Same with customers. You listen. They’ll tell you what they need, but you have to really listen and know how to listen and how to ask the right questions. If you ask, “What do you need?” they may not be able to articulate it. You have to pull it out of them, and if you listen carefully you’ll figure out what they need and what will exceed their expectations.
Okay, what is the strategy? What is the vision?
Our vision is to exceed guests’ expectations and deliver a memorable vacation experience. The strategy is how we get there. From a business standpoint that means consistently achieving a double-digit return on investment capital no matter what the business environment is. That creates value from a shareholder’s standpoint and gives us the freedom to have all the fun we want creating memorable vacation experiences.
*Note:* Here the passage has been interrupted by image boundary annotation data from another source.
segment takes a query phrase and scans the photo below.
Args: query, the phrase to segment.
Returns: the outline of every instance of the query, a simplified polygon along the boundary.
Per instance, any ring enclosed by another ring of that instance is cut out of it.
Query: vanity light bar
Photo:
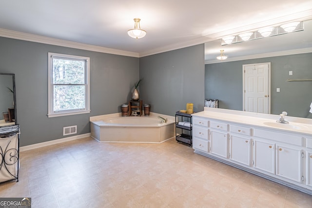
[[[301,31],[303,29],[303,21],[288,22],[279,26],[260,28],[255,31],[247,32],[236,35],[227,36],[221,39],[221,45],[236,43],[293,32]]]

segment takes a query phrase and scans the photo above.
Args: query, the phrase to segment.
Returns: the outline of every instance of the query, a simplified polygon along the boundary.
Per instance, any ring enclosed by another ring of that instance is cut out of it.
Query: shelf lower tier
[[[192,136],[181,133],[176,136],[176,140],[179,142],[182,142],[190,145],[192,147]]]

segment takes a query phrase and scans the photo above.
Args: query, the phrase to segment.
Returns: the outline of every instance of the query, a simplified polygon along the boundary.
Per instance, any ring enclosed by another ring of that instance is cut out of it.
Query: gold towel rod
[[[287,79],[287,81],[289,82],[294,81],[312,81],[312,79]]]

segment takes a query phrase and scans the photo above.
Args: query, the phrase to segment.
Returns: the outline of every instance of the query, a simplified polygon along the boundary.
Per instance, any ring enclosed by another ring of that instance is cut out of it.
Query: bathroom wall
[[[285,111],[290,116],[312,118],[312,81],[287,81],[312,79],[312,53],[206,64],[205,97],[218,99],[220,108],[242,110],[242,65],[264,62],[271,63],[271,113]]]
[[[204,105],[204,48],[200,44],[140,58],[140,97],[153,112],[175,115]]]
[[[66,126],[89,133],[89,117],[120,112],[139,78],[138,58],[5,38],[0,46],[0,72],[15,74],[20,146],[64,138]],[[90,57],[91,113],[48,118],[48,52]]]

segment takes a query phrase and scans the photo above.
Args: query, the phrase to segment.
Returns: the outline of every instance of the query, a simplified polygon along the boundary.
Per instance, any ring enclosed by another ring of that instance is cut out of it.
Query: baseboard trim
[[[20,151],[26,151],[27,150],[33,150],[34,149],[39,148],[40,147],[46,147],[49,145],[52,145],[56,144],[61,143],[69,141],[75,140],[76,139],[82,139],[82,138],[88,137],[91,135],[91,133],[85,133],[83,134],[77,135],[75,136],[70,136],[69,137],[63,138],[62,139],[56,139],[54,140],[48,141],[47,142],[41,142],[33,145],[27,145],[20,148]]]

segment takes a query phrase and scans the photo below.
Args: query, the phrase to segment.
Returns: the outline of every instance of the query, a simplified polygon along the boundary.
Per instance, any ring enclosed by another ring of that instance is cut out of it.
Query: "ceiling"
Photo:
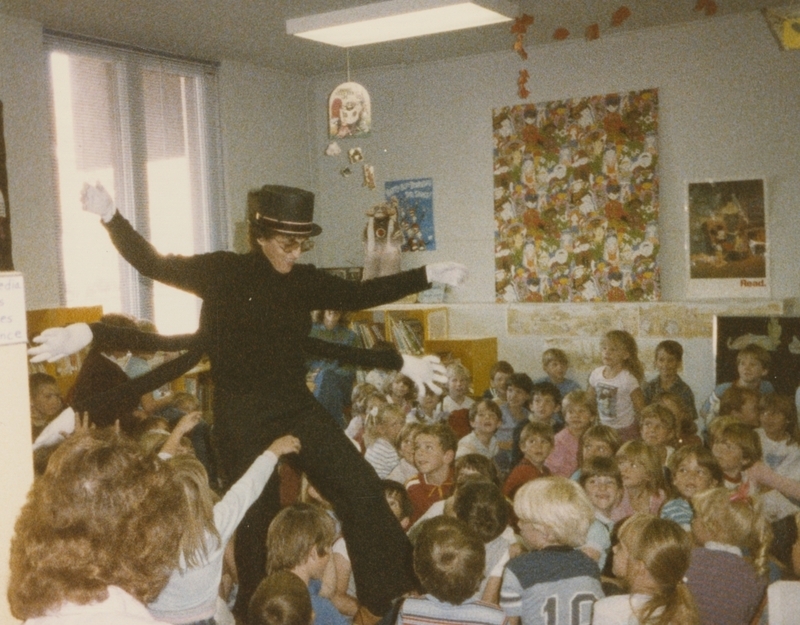
[[[557,28],[566,41],[583,39],[597,24],[600,37],[615,33],[719,19],[733,13],[785,6],[797,0],[519,0],[520,13],[534,17],[525,47],[553,42]],[[368,4],[365,0],[0,0],[0,13],[32,19],[45,28],[106,39],[172,54],[237,60],[314,76],[343,69],[342,48],[286,34],[286,20]],[[697,10],[715,5],[714,15]],[[630,17],[611,26],[627,6]],[[433,61],[500,50],[511,51],[508,24],[351,48],[352,68]]]

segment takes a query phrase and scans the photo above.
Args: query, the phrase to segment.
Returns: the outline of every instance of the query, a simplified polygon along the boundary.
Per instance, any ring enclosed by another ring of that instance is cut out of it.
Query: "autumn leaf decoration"
[[[525,35],[528,33],[528,28],[533,24],[533,16],[523,13],[511,25],[511,34],[514,35],[513,49],[523,61],[528,60],[528,52],[525,50]],[[531,92],[528,91],[528,70],[519,70],[517,77],[517,95],[523,100],[527,98]]]
[[[531,75],[528,73],[527,69],[519,70],[519,78],[517,78],[517,93],[523,100],[531,94],[531,92],[528,91],[528,78],[530,77]]]
[[[694,10],[705,11],[705,14],[711,17],[717,12],[717,3],[714,0],[697,0]]]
We also want to be the best place to work and be seen as a phenomenal partner, whether in the communities we serve or with our vendors and suppliers.
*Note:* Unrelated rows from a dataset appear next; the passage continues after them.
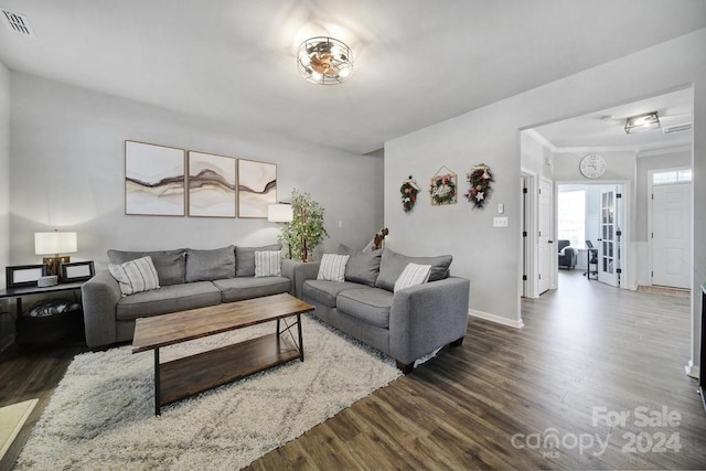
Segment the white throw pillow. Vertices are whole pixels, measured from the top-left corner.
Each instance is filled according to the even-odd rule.
[[[349,258],[351,258],[350,255],[323,254],[317,279],[336,282],[345,281],[345,265],[349,263]]]
[[[150,256],[136,258],[121,265],[108,264],[108,271],[118,281],[122,296],[159,288],[159,277]]]
[[[397,281],[395,281],[394,292],[426,283],[429,280],[429,274],[431,274],[431,265],[407,264],[402,274],[399,274]]]
[[[255,251],[255,278],[278,277],[282,272],[281,250]]]

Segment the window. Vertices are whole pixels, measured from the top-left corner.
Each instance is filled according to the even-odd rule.
[[[653,185],[664,185],[670,183],[686,183],[692,181],[692,169],[667,170],[654,172],[652,174]]]
[[[573,247],[584,247],[586,239],[585,190],[559,192],[558,235],[559,239],[570,240]]]

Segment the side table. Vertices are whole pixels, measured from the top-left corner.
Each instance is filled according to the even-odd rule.
[[[22,299],[28,296],[34,295],[52,295],[67,291],[81,291],[81,287],[85,281],[74,281],[67,283],[60,283],[46,288],[40,288],[36,286],[8,288],[0,290],[0,299],[15,299],[15,322],[19,322],[22,317]],[[0,335],[0,339],[2,335]]]

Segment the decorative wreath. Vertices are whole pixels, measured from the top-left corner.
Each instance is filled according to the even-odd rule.
[[[402,208],[405,213],[410,212],[417,203],[417,193],[419,193],[419,186],[417,181],[409,175],[407,180],[402,183],[399,188],[399,194],[402,195]]]
[[[429,194],[431,195],[431,204],[453,204],[456,203],[456,173],[447,173],[431,178],[429,185]]]
[[[479,163],[471,169],[466,175],[466,179],[471,184],[466,197],[468,197],[469,202],[473,203],[474,207],[482,210],[492,191],[490,184],[495,181],[493,174],[490,172],[490,167],[484,163]]]

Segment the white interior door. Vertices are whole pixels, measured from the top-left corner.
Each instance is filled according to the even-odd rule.
[[[691,287],[692,185],[652,188],[652,285]]]
[[[617,244],[616,186],[600,190],[600,238],[598,239],[598,281],[618,287],[620,263]]]
[[[539,233],[538,233],[538,291],[543,293],[552,287],[552,263],[557,263],[557,251],[552,235],[552,181],[539,179]]]

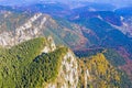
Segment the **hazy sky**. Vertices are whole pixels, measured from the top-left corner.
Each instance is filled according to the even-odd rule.
[[[132,0],[0,0],[0,4],[22,4],[22,3],[33,3],[38,1],[61,1],[61,2],[89,1],[89,2],[112,3],[117,6],[132,4]]]

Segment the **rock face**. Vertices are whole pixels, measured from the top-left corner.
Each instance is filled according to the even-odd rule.
[[[74,54],[68,51],[64,56],[58,77],[55,84],[50,84],[47,88],[77,88],[78,87],[78,65]]]

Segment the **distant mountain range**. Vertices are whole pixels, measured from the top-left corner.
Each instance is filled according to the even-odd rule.
[[[50,46],[48,44],[43,44],[43,41],[47,43],[51,41],[48,38],[45,41],[41,37],[48,36],[53,37],[58,47],[55,46],[55,44],[50,44]],[[34,44],[37,43],[38,47],[36,47],[36,52],[22,52],[28,48],[34,51],[32,47],[30,47],[30,45],[33,45],[35,47]],[[43,46],[42,44],[45,45],[45,48],[40,47]],[[80,2],[76,7],[61,2],[43,2],[33,3],[30,6],[0,6],[0,55],[3,54],[1,52],[2,50],[6,51],[1,57],[3,64],[0,64],[0,72],[7,73],[4,65],[7,62],[4,61],[4,55],[9,55],[9,57],[14,56],[13,62],[16,62],[16,67],[22,68],[21,70],[18,68],[15,69],[15,66],[13,66],[14,64],[11,63],[11,61],[8,62],[11,64],[11,66],[8,66],[8,68],[13,70],[10,72],[11,74],[19,70],[15,73],[15,75],[10,74],[8,76],[8,74],[6,74],[6,78],[9,77],[8,81],[10,81],[13,76],[14,79],[11,81],[13,84],[13,87],[16,87],[16,82],[19,82],[15,79],[20,80],[20,77],[22,76],[24,77],[23,80],[25,82],[21,80],[22,85],[18,84],[18,86],[26,86],[31,88],[43,87],[42,82],[45,85],[48,84],[48,81],[51,82],[51,80],[54,80],[54,78],[61,77],[56,77],[56,72],[59,72],[58,68],[54,68],[56,70],[55,73],[53,73],[52,68],[48,70],[47,65],[52,67],[54,64],[51,64],[51,62],[44,58],[53,59],[54,56],[56,56],[56,58],[65,58],[64,55],[66,54],[66,51],[64,46],[67,46],[77,56],[74,58],[73,55],[70,55],[69,57],[73,57],[75,64],[77,64],[77,61],[79,63],[78,67],[85,72],[80,73],[80,70],[77,70],[76,67],[70,72],[72,76],[73,74],[76,74],[76,77],[80,77],[80,79],[78,79],[79,87],[86,87],[88,84],[88,87],[94,88],[98,88],[98,86],[101,88],[102,85],[111,88],[131,88],[132,7],[117,8],[108,3],[89,3],[87,1]],[[29,46],[26,47],[26,45]],[[57,50],[51,51],[51,47],[56,47]],[[15,52],[13,53],[13,51]],[[41,54],[38,54],[40,52]],[[35,55],[33,55],[34,53]],[[28,59],[26,55],[33,56],[32,58]],[[8,61],[9,57],[6,57],[6,59]],[[28,65],[26,61],[30,65]],[[20,64],[19,62],[23,63]],[[55,59],[55,62],[57,62],[57,59]],[[64,65],[67,65],[66,61],[64,63]],[[103,63],[103,65],[101,65],[101,63]],[[20,66],[19,64],[23,66]],[[38,66],[38,64],[44,64],[48,73],[53,74],[46,78],[44,76],[44,73],[46,70],[43,70],[43,66]],[[56,65],[61,65],[61,62],[56,63]],[[34,66],[36,66],[36,68],[34,68]],[[68,66],[70,65],[68,64]],[[24,67],[26,68],[24,69]],[[38,79],[42,78],[38,80],[40,82],[35,82],[37,81],[37,76],[35,74],[32,74],[34,73],[31,70],[32,68],[35,70],[35,73],[41,73],[41,75],[38,75]],[[64,67],[64,69],[66,68]],[[64,73],[64,69],[59,73]],[[87,69],[90,72],[90,77]],[[79,72],[78,75],[77,73],[73,73],[73,70]],[[31,75],[26,76],[24,73],[21,74],[21,72],[25,72],[25,74],[29,74],[30,72]],[[87,76],[85,76],[85,74],[87,74]],[[108,78],[109,75],[111,78]],[[34,76],[36,76],[35,79],[33,79]],[[4,76],[0,75],[0,79],[2,77]],[[43,77],[45,77],[44,80]],[[88,79],[88,81],[85,80],[85,77],[87,77],[86,79]],[[35,85],[32,85],[32,82],[30,82],[32,80]],[[74,81],[74,85],[72,84],[72,80],[73,79],[70,79],[70,82],[68,82],[68,79],[65,79],[65,84],[70,84],[72,87],[75,87],[75,85],[77,86],[76,81]],[[9,87],[8,85],[11,85],[8,82],[8,85],[6,85],[3,84],[4,81],[6,80],[2,80],[2,82],[0,82],[0,85],[2,84],[0,87]],[[56,80],[58,87],[58,84],[61,82],[57,81],[59,80]],[[86,81],[87,84],[82,81]],[[25,85],[26,82],[28,85]],[[48,84],[47,86],[51,88],[51,86],[55,85]],[[61,86],[64,87],[63,84],[61,84]]]

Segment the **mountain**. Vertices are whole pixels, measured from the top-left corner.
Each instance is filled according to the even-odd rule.
[[[1,6],[0,87],[131,88],[132,15],[100,6]]]
[[[12,11],[1,11],[0,14],[1,45],[12,46],[24,38],[29,40],[38,35],[52,35],[57,44],[65,44],[70,47],[76,45],[81,47],[81,44],[87,43],[87,38],[82,36],[78,29],[80,26],[59,18],[53,19],[48,14],[43,13],[29,14],[26,12]]]
[[[131,87],[125,75],[103,54],[89,61],[78,59],[69,48],[56,47],[51,37],[32,38],[10,48],[1,47],[0,55],[1,88]]]

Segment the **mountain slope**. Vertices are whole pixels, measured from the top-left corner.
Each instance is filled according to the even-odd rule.
[[[55,48],[53,44],[51,38],[37,37],[11,48],[0,48],[0,87],[76,88],[90,86],[97,88],[105,85],[131,88],[127,77],[128,82],[121,80],[125,75],[120,74],[109,64],[102,54],[82,61],[78,59],[69,48],[64,46]]]

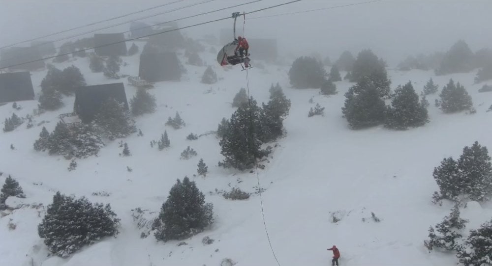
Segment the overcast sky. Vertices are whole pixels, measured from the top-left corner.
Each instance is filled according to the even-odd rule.
[[[0,46],[32,39],[176,0],[0,0]],[[54,40],[164,12],[206,0],[184,0],[167,6],[91,27],[47,38]],[[253,0],[215,0],[144,20],[151,24],[167,21]],[[289,1],[264,0],[211,15],[184,20],[180,26],[230,16],[234,11],[249,12]],[[475,51],[492,47],[491,0],[383,0],[360,5],[270,18],[284,13],[325,8],[368,0],[303,0],[246,16],[245,35],[250,38],[278,40],[282,54],[309,55],[312,52],[336,59],[345,50],[354,55],[370,48],[394,65],[407,55],[444,51],[462,39]],[[221,28],[232,27],[227,20],[185,30],[189,37],[218,35]],[[243,20],[238,33],[243,34]],[[103,32],[127,30],[128,25]],[[88,36],[91,36],[90,34]],[[231,36],[232,39],[232,36]],[[58,43],[59,46],[63,42]],[[26,46],[23,44],[20,46]],[[254,47],[251,53],[254,53]]]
So you’re not really competing against other cruise companies.
What we’re competing against are land-based vacations, and it’s really an easy competition because all the cruise cabins in the world equal less than two percent of hotel rooms. We are constrained by how fast we can grow because of the number of shipyards. The industry cannot grow faster than seven percent of capacity a year, so we’re not a real threat to land-based vacations because we can’t grow dramatically fast. Yet we’re priced way below them.
For instance, if you go on Seabourn you can eat at a Thomas Keller restaurant every night of the cruise for a nominal additional charge. If you go to one of his New York City restaurants, Per Se or The French Laundry, for one dinner, it will cost you two or three days’ worth of cruising on Seabourn. If you go on a Carnival Cruise Line ship, which is mass contemporary, you get Guy Fieri’s burgers at no charge. So the value is sky-high. It can’t be beat.
Why are you such a good interview?
I don’t know. You guys tell me. I just say what’s in my heart, probably because I’m from New Orleans and all those people love people. So I just love people. I just say what I think and feel and that’s it. There’s no act or anything.
The opinions expressed herein are the author's and not necessarily those of The Maritime Executive.